TheoremQA: A Theorem-driven Question Answering dataset
- URL: http://arxiv.org/abs/2305.12524v3
- Date: Wed, 6 Dec 2023 03:02:45 GMT
- Title: TheoremQA: A Theorem-driven Question Answering dataset
- Authors: Wenhu Chen, Ming Yin, Max Ku, Pan Lu, Yixin Wan, Xueguang Ma, Jianyu
Xu, Xinyi Wang, Tony Xia
- Abstract summary: GPT-4's capabilities to solve these problems are unparalleled, achieving an accuracy of 51% with Program-of-Thoughts Prompting.

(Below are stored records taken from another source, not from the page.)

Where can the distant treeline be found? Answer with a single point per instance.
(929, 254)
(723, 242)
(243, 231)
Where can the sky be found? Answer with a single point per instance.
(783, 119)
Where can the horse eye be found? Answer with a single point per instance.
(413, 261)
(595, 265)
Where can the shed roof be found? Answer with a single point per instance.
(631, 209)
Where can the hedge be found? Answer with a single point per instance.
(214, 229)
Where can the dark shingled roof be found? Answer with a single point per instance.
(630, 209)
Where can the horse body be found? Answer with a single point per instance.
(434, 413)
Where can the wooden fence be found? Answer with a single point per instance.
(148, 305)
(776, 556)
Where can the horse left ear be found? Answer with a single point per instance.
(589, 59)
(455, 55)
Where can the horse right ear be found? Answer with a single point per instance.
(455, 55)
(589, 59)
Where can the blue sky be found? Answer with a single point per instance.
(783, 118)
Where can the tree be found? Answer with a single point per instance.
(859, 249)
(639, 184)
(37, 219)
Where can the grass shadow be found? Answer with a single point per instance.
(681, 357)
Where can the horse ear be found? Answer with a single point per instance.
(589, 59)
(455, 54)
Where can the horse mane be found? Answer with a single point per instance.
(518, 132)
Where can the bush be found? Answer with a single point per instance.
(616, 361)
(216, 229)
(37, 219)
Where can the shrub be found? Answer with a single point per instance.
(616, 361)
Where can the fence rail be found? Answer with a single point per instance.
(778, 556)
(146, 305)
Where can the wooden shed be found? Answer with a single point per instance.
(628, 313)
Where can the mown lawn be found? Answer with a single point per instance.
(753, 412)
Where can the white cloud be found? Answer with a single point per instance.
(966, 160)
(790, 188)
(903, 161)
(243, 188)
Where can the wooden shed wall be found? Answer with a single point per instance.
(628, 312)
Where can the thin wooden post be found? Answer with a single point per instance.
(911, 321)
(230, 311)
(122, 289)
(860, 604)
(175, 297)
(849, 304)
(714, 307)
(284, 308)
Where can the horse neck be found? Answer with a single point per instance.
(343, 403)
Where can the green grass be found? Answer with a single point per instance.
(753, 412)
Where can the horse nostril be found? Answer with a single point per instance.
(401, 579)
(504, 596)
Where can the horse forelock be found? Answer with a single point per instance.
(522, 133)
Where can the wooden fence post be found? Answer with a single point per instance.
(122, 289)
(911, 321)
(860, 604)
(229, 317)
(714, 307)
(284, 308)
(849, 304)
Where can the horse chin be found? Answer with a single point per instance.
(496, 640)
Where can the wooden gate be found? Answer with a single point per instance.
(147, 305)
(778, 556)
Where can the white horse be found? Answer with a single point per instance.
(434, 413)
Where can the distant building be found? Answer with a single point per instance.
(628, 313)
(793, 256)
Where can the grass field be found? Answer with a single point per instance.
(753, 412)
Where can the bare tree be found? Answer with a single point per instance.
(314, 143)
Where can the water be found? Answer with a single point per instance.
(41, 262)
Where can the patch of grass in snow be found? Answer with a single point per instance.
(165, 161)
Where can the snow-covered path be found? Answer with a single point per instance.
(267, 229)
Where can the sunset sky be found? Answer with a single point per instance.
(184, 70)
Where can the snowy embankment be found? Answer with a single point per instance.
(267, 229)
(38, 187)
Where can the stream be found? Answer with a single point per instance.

TheoremQA is curated by domain experts containing 800 high-quality questions covering 350 theorems.
- Score: 100.39878559382694
- License: http://arxiv.org/licenses/nonexclusive-distrib/1.0/
- Abstract: The recent LLMs like GPT-4 and PaLM-2 have made tremendous progress in
solving fundamental math problems like GSM8K by achieving over 90% accuracy.
However, their capabilities to solve more challenging math problems which
require domain-specific knowledge (i.e. theorem) have yet to be investigated.
In this paper, we introduce TheoremQA, the first theorem-driven
question-answering dataset designed to evaluate AI models' capabilities to
apply theorems to solve challenging science problems. TheoremQA is curated by
domain experts containing 800 high-quality questions covering 350 theorems
(e.g. Taylor's theorem, Lagrange's theorem, Huffman coding, Quantum Theorem,
Elasticity Theorem, etc) from Math, Physics, EE&CS, and Finance. We evaluate a
wide spectrum of 16 large language and code models with different prompting
strategies like Chain-of-Thoughts and Program-of-Thoughts. We found that
GPT-4's capabilities to solve these problems are unparalleled, achieving an
accuracy of 51% with Program-of-Thoughts Prompting. All the existing
open-sourced models are below 15%, barely surpassing the random-guess baseline.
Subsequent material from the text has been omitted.